A consequência dessa interpretação é a desproteção das vítimas.  Em 2015, o Superior Tribunal de Justiça posicionou-se no sentido de que, para a aplicação da Lei Maria da Penha, “não é suficiente que a violência seja praticada contra a mulher e numa relação familiar, doméstica ou de afetividade, mas também há necessidade de demonstração da sua situação de vulnerabilidade ou hipossuficiência, numa perspectiva de gênero”. (STJ, AgRg no REsp n. 1.430.724/RJ, rel. Min. Maria Thereza de Assis Moura, 6ª T., j. 17/3/2015, DJe 24/3/2015).

A Lei está fundada nos princípios da prevenção, proteção e punição previstos na Convenção de Belém do Pará e que têm sido sistematicamente aniquilados pela restritiva interpretação judicial. Observa-se que a lei tem deixado de ser aplicada a casos em que há conflitos colaterais, disputas em relação à guarda dos filhos, violência de irmão contra irmã, de neto contra avó, em conflitos patrimoniais e até em casos em que o agressor estava alcoolizado ou sob efeito de drogas lícitas ou ilícitas no momento da agressão, entre outras situações.

Os critérios exigidos de vulnerabilidade, hipossuficiência, motivação de gênero, subordinação, dependência econômica, apenas para citar alguns, não estão previstos na Lei Maria da Penha e violam o direito de proteção e de acesso das mulheres à justiça.

Preocupados com esses graves precedentes e suas consequências imediatas para o direito das mulheres em situação de violência doméstica, um grupo de profissionais de direito em conjunto com integrantes do Consórcio da Lei Maria da Penha propuseram algumas mudanças objetivas na Lei para que interpretações “inusitadas”, que destoam do objetivo protetivo da lei, não tenham lugar. Fazemos questão de relembrar que nomear a violência doméstica e dar-lhe o devido lugar foi uma luta árdua. Lembremos que a criação dos juizados especializadas de violência contra a mulher na Lei Maria da Penha com competência híbrida, com o objetivo de evitar a peregrinação e, portanto, a revitimização das mulheres na busca por justiça, ainda está pendente.

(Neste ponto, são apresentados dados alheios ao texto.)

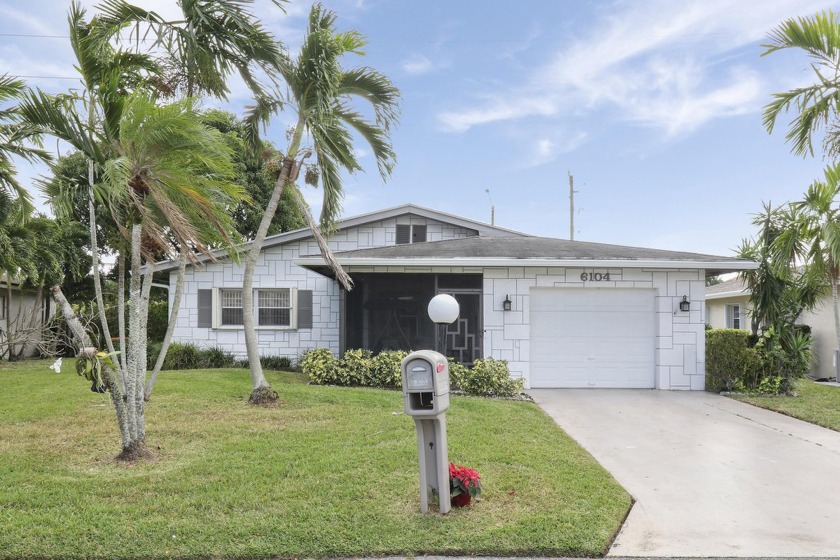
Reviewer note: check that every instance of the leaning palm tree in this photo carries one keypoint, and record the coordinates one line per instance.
(320, 91)
(210, 41)
(817, 104)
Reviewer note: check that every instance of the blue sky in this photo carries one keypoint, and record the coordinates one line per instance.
(653, 106)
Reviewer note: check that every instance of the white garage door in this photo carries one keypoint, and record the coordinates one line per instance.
(592, 337)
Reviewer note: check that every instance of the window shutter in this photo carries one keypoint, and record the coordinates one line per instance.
(304, 309)
(418, 234)
(205, 308)
(403, 234)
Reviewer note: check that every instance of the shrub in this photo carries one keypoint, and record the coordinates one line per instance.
(386, 370)
(320, 365)
(215, 357)
(729, 359)
(182, 355)
(490, 378)
(277, 363)
(354, 368)
(457, 373)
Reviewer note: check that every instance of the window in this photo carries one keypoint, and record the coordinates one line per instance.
(733, 316)
(274, 308)
(410, 234)
(231, 303)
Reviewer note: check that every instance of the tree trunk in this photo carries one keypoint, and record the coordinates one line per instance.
(83, 341)
(173, 318)
(121, 308)
(262, 391)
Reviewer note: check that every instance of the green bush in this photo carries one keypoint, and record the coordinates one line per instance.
(729, 358)
(457, 373)
(277, 363)
(386, 370)
(182, 355)
(320, 365)
(490, 378)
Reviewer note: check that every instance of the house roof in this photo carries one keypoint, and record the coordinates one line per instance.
(731, 288)
(527, 251)
(483, 229)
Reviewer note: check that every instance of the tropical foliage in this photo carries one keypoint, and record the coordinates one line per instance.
(320, 94)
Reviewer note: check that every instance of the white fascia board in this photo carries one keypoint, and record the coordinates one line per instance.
(721, 295)
(506, 262)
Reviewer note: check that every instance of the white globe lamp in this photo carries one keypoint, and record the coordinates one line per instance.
(443, 309)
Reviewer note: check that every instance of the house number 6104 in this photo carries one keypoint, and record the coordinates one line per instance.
(595, 277)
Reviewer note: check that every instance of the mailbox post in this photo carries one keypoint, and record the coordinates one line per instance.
(425, 380)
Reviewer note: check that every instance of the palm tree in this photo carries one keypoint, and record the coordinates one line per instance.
(320, 92)
(16, 138)
(817, 104)
(818, 226)
(210, 41)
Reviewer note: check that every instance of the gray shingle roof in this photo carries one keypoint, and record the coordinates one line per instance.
(527, 248)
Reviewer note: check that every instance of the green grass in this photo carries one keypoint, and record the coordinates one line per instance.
(815, 403)
(330, 472)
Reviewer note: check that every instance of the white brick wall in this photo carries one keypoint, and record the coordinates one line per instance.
(275, 269)
(680, 337)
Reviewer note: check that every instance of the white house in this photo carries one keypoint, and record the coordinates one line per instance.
(728, 306)
(562, 313)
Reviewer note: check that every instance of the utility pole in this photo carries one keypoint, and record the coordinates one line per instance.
(572, 192)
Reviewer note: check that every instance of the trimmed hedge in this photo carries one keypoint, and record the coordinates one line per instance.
(487, 378)
(731, 361)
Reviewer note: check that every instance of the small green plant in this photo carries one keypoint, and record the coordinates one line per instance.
(491, 378)
(320, 365)
(385, 369)
(354, 368)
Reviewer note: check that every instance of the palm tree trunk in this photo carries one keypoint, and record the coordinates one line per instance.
(835, 276)
(121, 307)
(131, 376)
(173, 318)
(83, 341)
(260, 385)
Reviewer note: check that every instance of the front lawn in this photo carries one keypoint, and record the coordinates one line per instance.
(330, 472)
(815, 403)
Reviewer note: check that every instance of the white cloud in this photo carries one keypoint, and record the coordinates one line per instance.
(657, 63)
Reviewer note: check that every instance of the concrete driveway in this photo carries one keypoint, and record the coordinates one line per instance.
(711, 476)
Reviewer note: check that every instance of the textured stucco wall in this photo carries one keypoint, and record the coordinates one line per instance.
(275, 270)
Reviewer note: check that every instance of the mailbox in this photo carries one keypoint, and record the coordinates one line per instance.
(425, 378)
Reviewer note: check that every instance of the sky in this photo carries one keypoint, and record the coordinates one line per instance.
(653, 106)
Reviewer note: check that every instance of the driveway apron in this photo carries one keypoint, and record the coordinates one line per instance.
(711, 476)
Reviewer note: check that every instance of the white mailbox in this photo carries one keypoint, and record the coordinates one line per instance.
(425, 377)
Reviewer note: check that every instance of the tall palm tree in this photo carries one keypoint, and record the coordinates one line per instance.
(818, 225)
(18, 138)
(210, 41)
(817, 104)
(320, 92)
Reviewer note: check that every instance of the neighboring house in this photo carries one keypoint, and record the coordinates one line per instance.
(16, 317)
(727, 306)
(562, 313)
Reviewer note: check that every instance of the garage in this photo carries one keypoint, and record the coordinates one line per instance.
(592, 337)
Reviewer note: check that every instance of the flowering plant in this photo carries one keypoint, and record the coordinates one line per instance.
(463, 481)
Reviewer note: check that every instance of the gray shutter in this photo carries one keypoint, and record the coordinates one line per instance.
(304, 309)
(205, 308)
(403, 234)
(418, 234)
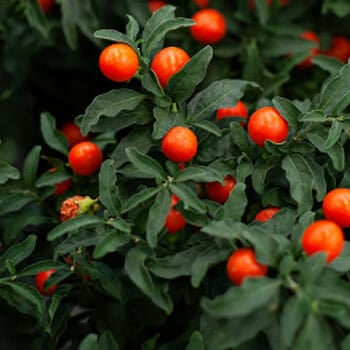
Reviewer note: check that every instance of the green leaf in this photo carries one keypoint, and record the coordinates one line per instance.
(198, 174)
(292, 320)
(116, 36)
(14, 201)
(30, 166)
(253, 64)
(165, 120)
(300, 178)
(18, 252)
(145, 163)
(179, 87)
(196, 342)
(139, 138)
(173, 266)
(345, 344)
(107, 341)
(108, 190)
(8, 172)
(138, 198)
(158, 26)
(36, 17)
(109, 244)
(108, 278)
(288, 110)
(221, 93)
(236, 203)
(109, 104)
(74, 224)
(208, 126)
(240, 137)
(334, 134)
(315, 334)
(225, 229)
(78, 15)
(50, 178)
(156, 217)
(24, 298)
(336, 152)
(259, 174)
(76, 241)
(240, 301)
(53, 137)
(139, 274)
(315, 116)
(89, 342)
(241, 329)
(329, 64)
(188, 197)
(209, 256)
(132, 28)
(335, 95)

Observando a sucessão de decisões pelo país e o que poderia ser feito para manter os casos na competência das varas especializadas de violência doméstica, face os inúmeros conflitos de competência suscitados por magistrados, nasceu, pelas mãos do Consórcio, o PL 1.604/2022, acolhido pela Senadora Simone Tebet, após uma série de debates sobre tema. O texto inicial foi aprimorado e apresentado em junho deste ano.

A justificativa do projeto é elucidativa da dimensão do problema e demonstrada por inúmeras pesquisas, dentre elas, a de Thiago Pierobom e Christiane de Paula (2020). Conforme identificaram os autores, o Tribunal de Justiça do Distrito Federal e Territórios (TJDFT) afasta a aplicação da LMP em casos de violência entre irmãos em 89% dos casos sob o argumento de suposta ausência de “motivação de gênero”, ou ainda, pelo fato de o ofensor ser usuário de drogas, ausência de vulnerabilidade ou inferioridade financeira da vítima, ausência de dependência hierárquica da mulher em relação ao ofensor, a ausência de coabitação com o ofensor ou conflitos patrimoniais.

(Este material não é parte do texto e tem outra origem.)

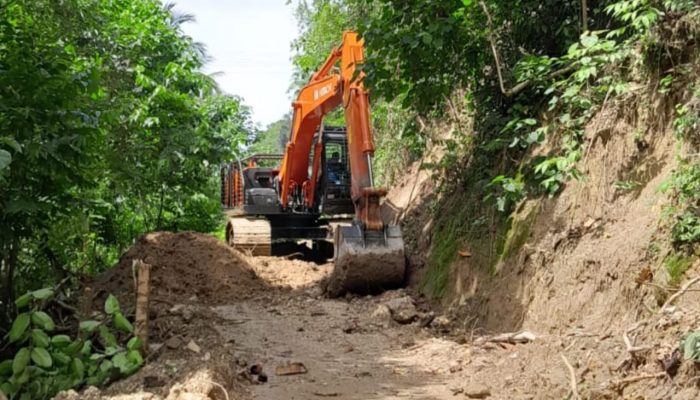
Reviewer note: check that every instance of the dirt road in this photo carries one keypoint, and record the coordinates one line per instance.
(218, 315)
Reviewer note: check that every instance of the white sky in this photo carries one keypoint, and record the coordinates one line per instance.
(249, 41)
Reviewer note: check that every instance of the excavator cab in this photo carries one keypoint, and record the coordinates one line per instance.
(324, 172)
(335, 184)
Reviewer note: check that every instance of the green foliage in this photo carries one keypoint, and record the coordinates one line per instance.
(44, 364)
(690, 346)
(676, 266)
(273, 139)
(684, 212)
(109, 130)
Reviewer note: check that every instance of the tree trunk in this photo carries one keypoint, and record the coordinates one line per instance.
(160, 207)
(142, 298)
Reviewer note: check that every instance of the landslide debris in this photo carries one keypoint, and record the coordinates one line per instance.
(184, 265)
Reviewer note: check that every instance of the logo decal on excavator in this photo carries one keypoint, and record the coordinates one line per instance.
(318, 93)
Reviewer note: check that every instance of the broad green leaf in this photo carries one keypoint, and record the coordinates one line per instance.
(19, 326)
(135, 357)
(41, 357)
(121, 323)
(87, 347)
(60, 341)
(73, 348)
(43, 321)
(111, 305)
(5, 159)
(89, 326)
(40, 338)
(134, 343)
(690, 346)
(19, 363)
(42, 294)
(60, 358)
(12, 143)
(23, 300)
(589, 41)
(107, 337)
(8, 388)
(6, 368)
(120, 361)
(78, 368)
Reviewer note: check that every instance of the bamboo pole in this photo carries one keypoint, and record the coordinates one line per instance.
(142, 297)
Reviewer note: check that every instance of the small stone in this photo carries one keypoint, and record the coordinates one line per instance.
(477, 391)
(152, 381)
(256, 369)
(402, 309)
(193, 347)
(382, 315)
(187, 314)
(176, 309)
(441, 322)
(173, 342)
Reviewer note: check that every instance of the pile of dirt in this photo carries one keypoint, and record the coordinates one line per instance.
(184, 265)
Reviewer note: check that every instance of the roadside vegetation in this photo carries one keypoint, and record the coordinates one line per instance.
(528, 76)
(108, 130)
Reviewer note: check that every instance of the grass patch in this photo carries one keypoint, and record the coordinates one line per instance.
(676, 266)
(463, 222)
(220, 232)
(519, 231)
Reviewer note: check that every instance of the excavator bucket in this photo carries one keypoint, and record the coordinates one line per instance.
(367, 261)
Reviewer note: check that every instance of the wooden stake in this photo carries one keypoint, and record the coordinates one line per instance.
(142, 296)
(86, 306)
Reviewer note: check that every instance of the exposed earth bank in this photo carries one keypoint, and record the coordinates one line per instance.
(227, 326)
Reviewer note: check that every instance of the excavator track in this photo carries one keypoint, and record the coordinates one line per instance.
(249, 235)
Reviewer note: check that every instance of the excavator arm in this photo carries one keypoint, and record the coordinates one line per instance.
(369, 254)
(327, 89)
(272, 206)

Por essa razão, há necessidade de evitar-se a aplicação restritiva da Lei, para que as mulheres não fiquem sem proteção. Esperamos comemorar o dia 25 de novembro, Dia Internacional de Eliminação da Violência Contra a Mulher, com a aprovação do texto no Senado Federal. É uma questão de justiça para as mulheres preservar o ideário que fundou a Lei Maria da Penha: a prevenção e a proteção das mulheres.

Este texto não representa, necessariamente, a opinião de CartaCapital.